Key Points of the DOL’s Final Rule
DOL’s new rules significantly alter the minimum compensation standards for exempt employees as follows:
- The minimum salary level requirement for the white collar exemptions is increased from the previous $455 weekly rate (the equivalent of $23,660 per year) to a weekly rate of $913 (the equivalent of $47,476 per year). For highly compensated employees the minimum salary requirement increased from a salary requirement of $100,000 annually to $134,004 annually.
- Non-discretionary bonuses, incentive payments, and commissions may account for up to ten percent (10%) of the minimum required salary level for exempt employees, provided those amounts are paid at least quarterly. According to the DOL, this provision was a response to comments from the business community and recognizes the importance these forms of pay have in many companies’ compensation arrangements.
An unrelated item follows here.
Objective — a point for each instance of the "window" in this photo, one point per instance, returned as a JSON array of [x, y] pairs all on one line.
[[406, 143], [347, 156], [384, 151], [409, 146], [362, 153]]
- Minimum compensation levels for exempt employees will be updated every three years beginning on January 1, 2020. Minimum salary levels for exempt employees will be adjusted to reflect the level of the fortieth (40th) percentile of full-time salaried workers in the lowest-wage national Census region. In addition, the highly compensated individual salary threshold will adjust to reflect the ninetieth (90th) percentile of full-time salaried workers nationally.
The new DOL compensation rules do not impact the "duties tests" applicable to executive, administrative, or professional employees.
What this Means for Private Employers
Employers must begin preparing now, in anticipation of the December 1, 2016 effective date.
- Employers should identify those employees affected by the increased salary thresholds and determine whether those employees’ salaries need to be raised in order to maintain their exemption or the employees should be reclassified as nonexempt.
- In deciding between the above two alternatives, employers may wish to track and examine the hours worked by affected employees to determine which employees work more than forty hours per workweek and thereby calculate potential overtime exposure if employees are reclassified as nonexempt.
- Employers also should anticipate in their long-range forecasts and budgeting for the automatic salary threshold adjustments every three years, which begins January 1, 2020. The DOL will publish the updated salary adjustment rate in the Federal Register at least 150 days before the January 1, 2020 effective date. The new salary and compensation levels will also be posted on the DOL website.
The Final Rule issued by the DOL is anticipated to expand the number of "white collar" employees nationwide who are entitled to overtime pay as non-exempt employees by approximately four million employees nationwide. Because overtime wage and hour claims are the frequent subject of litigation, employers are well advised to consult with counsel or conduct a careful review of their own employee classifications to ensure compliance by the December 1, 2016 effective date.